With prompt surgery and antibiotics, recovery is possible, though some people are left with seizures, weakness, or other neurological effects.
Prevention
Preventing and properly treating the infections that can spread to the brain is the main way to lower risk.
- Seek timely treatment for sinus and ear infections rather than letting them linger
- Complete prescribed antibiotic courses for serious infections
- Get prompt care for head injuries, especially penetrating wounds
- Follow medical advice after neurosurgery to reduce infection risk
- Watch for warning signs such as severe headache, fever, and drowsiness after a sinus or ear infection
When to See a Doctor
Subdural empyema is a medical emergency. Seek emergency care or call emergency services immediately if someone has:
- Fever with a severe, worsening headache and a stiff neck
- Drowsiness, confusion, or declining alertness
- A seizure
- Weakness on one side of the body or trouble speaking
- These symptoms developing during or after a sinus or ear infection
Fast diagnosis and treatment are essential to protect the brain.

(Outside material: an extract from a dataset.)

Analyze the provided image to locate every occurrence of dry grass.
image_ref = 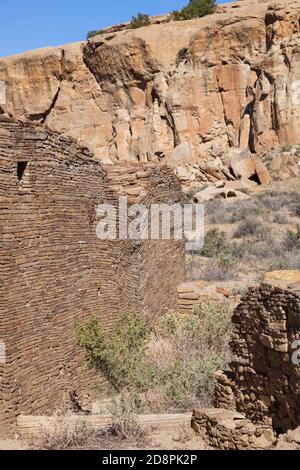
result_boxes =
[187,182,300,287]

Frequently Asked Questions
What is a subdural empyema?
It is a collection of pus between two of the membranes covering the brain. The pus and inflammation press on the brain and can spread quickly, making it a medical emergency that usually needs surgical drainage and antibiotics.
What causes a subdural empyema?
It most often spreads from a nearby infection, especially of the sinuses or middle ear, or follows head injury or neurosurgery. Less commonly, bacteria travel through the bloodstream, and in young children it can complicate meningitis.
Why is subdural empyema an emergency?
Because the pus sits right next to the brain and can enlarge rapidly, causing pressure, seizures, weakness, and declining alertness. Without prompt surgery and antibiotics it can cause severe brain damage or be fatal.
How is subdural empyema treated?
Treatment usually combines urgent surgery to drain the pus with a prolonged course of intravenous antibiotics, plus treatment of the underlying sinus or ear infection and anti-seizure medication. Care often takes place in intensive settings.
Can subdural empyema be prevented?
Promptly treating sinus and ear infections, caring for head wounds, and following medical advice after neurosurgery all reduce the risk. Being alert to warning signs like severe headache and drowsiness after such infections helps catch it early.
References
- MedlinePlus, U.S. National Library of Medicine. Subdural empyema.
- National Institute of Neurological Disorders and Stroke (NINDS).
- Mayo Clinic. Brain infections.
- Centers for Disease Control and Prevention (CDC).